In June the head of the federal government's National Human Rights Commission was summarily sacked in reprisal for his public criticism of various government actions, a move that threatens to destroy the legitimacy and value of the institution by muzzling it.
Key International Actors
President Obasanjo has enjoyed a generally positive image in the eyes of foreign governments. Nigeria has enhanced its regional and international significance through the leading role played by Obasanjo in various diplomatic initiatives including efforts to broker peace in Darfur. This, combined with the country's economic significance as a major oil producer, perpetuates an unwillingness on the part of key governments – notably the United Kingdom and the United States – and intergovernmental organizations such as the African Union and the Commonwealth to exert meaningful pressure on Nigeria over its human rights record.
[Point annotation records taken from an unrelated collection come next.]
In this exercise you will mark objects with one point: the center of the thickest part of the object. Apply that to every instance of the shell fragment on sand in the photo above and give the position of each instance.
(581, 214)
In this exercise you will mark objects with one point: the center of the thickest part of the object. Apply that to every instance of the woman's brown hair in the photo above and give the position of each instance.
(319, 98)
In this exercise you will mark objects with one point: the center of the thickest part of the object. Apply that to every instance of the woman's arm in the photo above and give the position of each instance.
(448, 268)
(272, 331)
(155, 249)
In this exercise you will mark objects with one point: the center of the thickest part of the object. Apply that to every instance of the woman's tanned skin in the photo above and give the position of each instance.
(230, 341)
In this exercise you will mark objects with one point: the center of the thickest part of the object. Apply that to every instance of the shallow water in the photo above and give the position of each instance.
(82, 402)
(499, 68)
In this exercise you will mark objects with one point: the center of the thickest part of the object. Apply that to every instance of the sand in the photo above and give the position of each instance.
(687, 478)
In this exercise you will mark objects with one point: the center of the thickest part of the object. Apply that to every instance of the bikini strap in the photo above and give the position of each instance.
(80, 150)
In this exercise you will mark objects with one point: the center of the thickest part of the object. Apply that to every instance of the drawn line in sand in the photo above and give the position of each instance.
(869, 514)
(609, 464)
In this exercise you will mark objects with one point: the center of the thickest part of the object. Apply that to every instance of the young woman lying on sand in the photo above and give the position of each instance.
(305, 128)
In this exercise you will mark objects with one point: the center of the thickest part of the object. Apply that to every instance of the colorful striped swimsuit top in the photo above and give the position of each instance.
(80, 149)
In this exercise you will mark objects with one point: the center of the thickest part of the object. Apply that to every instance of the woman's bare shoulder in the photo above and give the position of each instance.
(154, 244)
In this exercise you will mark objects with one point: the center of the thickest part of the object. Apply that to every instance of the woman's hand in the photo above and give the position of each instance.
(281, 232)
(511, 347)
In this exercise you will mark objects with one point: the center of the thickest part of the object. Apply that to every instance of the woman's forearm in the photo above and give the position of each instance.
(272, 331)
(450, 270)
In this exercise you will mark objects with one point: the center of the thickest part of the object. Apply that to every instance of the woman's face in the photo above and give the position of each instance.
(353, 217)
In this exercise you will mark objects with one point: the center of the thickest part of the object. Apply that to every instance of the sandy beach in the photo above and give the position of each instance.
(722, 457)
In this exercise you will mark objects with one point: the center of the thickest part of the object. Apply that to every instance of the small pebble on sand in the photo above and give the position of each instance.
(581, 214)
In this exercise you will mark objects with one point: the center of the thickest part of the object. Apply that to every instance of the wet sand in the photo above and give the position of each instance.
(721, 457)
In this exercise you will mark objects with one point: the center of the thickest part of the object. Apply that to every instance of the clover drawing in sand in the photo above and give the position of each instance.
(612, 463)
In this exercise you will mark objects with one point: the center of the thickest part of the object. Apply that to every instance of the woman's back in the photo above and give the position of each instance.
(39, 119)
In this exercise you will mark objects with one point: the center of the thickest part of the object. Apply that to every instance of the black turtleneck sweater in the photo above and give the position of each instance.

Multinational oil companies operating in the Niger Delta have become drawn into the region's conflicts in a way that has made the companies central parties to them. There are real constraints on the companies' ability to extricate themselves from this situation, but they have often failed to meet their basic responsibilities towards the communities around them. Companies have generally not responded effectively to human rights abuses committed by security forces assigned to protect their operations. They have also failed to curb environmentally harmful practices such as gas flaring, or to eliminate the occurrence of oil spills caused by aging and poorly maintained infrastructure.